Ce sont des endroits qui ne vivent que de ça, ce qui les oblige à soigner la
qualité qu’ils proposent. En revanche les supermarchés vont proposer un produit
différent, avec une garantie plus élevée, mais dont il est à peu près
impossible de deviner la qualité. Mais on va au supermarché pour d’autres
raisons, parce qu’on y trouve à peu près de tout au même endroit, par commodité
et pour le prix (en principe). Tout dépend des priorités de chacun.
Dans une prochaine publication, je vous
parlerai des différentes acceptions de la notion de qualité, par les acteurs de
la filière, qui vous aidera à comprendre que tout le monde fait de la qualité,
mais pas forcément avec la même idée du résultat final.
Merci pour cet article intéressant et détaillé.
RépondreSupprimerUne question cependant : qu'en est-il du délai entre cueillette et consommation (hors délai d'affinage) ?
Une courgette ou un radis noir cueillis quelques heures avant consommation sont meilleurs que cueillis quelques jours avant consommation.
Même chose pour une pomme entre quelques jours et quelques semaines.
Tout dépend aussi des conditions de conservation.

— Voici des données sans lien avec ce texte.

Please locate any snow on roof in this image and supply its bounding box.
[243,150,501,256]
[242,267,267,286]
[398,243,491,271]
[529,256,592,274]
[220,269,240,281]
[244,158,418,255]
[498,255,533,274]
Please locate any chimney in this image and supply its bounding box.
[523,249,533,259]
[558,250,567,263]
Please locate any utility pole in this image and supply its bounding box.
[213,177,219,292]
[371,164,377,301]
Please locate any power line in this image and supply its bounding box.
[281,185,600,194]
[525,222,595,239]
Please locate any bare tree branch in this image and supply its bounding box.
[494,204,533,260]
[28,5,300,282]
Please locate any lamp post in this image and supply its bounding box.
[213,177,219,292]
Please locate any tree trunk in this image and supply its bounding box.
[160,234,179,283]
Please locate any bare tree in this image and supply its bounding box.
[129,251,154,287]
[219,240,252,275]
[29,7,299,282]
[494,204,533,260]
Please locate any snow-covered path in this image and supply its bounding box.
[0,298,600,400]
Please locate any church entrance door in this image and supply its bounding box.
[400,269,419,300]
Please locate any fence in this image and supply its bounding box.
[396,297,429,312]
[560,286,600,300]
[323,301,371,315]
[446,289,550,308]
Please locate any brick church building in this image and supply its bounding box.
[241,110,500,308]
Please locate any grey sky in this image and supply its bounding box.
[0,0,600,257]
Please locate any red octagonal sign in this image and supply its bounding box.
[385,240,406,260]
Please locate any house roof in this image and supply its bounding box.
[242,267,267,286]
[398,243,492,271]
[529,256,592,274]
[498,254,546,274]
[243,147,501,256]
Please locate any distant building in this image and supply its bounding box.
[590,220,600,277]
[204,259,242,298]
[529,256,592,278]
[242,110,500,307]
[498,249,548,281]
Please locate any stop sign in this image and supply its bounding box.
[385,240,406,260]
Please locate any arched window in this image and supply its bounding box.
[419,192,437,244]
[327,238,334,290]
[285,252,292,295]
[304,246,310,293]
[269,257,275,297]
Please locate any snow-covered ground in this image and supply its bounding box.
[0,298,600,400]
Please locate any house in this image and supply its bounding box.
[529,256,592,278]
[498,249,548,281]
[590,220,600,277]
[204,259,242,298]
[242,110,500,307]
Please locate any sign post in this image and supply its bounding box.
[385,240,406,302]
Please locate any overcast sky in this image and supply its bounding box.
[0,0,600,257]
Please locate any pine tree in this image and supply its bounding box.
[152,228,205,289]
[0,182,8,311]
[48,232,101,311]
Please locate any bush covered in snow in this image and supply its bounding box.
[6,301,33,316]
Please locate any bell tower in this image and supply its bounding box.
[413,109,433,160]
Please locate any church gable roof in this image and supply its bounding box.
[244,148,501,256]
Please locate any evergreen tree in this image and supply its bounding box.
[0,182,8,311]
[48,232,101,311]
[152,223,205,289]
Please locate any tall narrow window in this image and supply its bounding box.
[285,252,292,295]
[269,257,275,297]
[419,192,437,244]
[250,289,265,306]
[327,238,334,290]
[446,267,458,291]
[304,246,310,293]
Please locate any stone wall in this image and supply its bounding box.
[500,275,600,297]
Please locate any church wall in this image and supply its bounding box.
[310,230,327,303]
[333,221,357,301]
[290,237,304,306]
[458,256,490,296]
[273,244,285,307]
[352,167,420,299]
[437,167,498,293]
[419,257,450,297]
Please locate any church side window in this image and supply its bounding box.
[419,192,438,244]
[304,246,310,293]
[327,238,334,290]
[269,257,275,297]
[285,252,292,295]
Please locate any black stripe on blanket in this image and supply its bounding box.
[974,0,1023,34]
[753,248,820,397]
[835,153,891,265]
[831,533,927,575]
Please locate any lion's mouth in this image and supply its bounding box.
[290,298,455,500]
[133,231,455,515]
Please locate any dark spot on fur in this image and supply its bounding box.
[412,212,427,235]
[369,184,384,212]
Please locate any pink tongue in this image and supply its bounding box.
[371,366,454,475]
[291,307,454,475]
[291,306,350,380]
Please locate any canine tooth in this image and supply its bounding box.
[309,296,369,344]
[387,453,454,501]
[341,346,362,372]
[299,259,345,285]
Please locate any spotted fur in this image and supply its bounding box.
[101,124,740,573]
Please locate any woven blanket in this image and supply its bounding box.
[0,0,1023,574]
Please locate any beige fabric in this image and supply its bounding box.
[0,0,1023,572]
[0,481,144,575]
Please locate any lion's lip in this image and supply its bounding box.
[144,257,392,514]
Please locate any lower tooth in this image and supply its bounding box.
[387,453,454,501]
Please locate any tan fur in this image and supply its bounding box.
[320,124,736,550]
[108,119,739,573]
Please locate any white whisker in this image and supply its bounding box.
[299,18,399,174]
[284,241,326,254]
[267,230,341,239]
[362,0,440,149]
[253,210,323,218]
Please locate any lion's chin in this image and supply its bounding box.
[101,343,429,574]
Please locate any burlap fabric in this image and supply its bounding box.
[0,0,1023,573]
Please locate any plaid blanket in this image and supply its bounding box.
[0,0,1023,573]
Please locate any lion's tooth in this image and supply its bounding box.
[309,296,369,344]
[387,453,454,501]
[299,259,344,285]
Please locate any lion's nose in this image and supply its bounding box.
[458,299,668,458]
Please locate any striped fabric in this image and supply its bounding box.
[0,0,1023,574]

Tout ceci peut interférer avec la perception du consommateur. Par exemple dans un circuit "court" le délai peut être plus court, donc les qulités mieux préservées. Mais ce n'est pas toujours le cas....
Votre avis là-dessus ?
JFP
C'est une vaste question. Ça me donne l'dée d'en faire un article.
RépondreSupprimerEn fait ça pose la question des circuits d'approvisionnement, de la disponibilité des aliments au long de l'année, de l'équilibre alimentaire.
Il est évident qu'un fruit ou un légume sera en général meilleur très frais qu'après une conservation de plusieurs jours, semaines ou mois.
Les techniques de conservation ont fait de grands progrès, grace avant tout à la connaissance du produit en lui-même, et des caractéristiques de son processus de vieillissement et sénescence.
On est actuellement capable de conserver les produits les plus aptes jusqu'à plus d'un an, sans que le consommateur s'en rende réellement compte.
La question est: quelle société voulons-nous? Quel type d'accès aux aliments voulons-nous? Mettons-nous la santé et la qualité de la nutrition au premier plan, ou pas?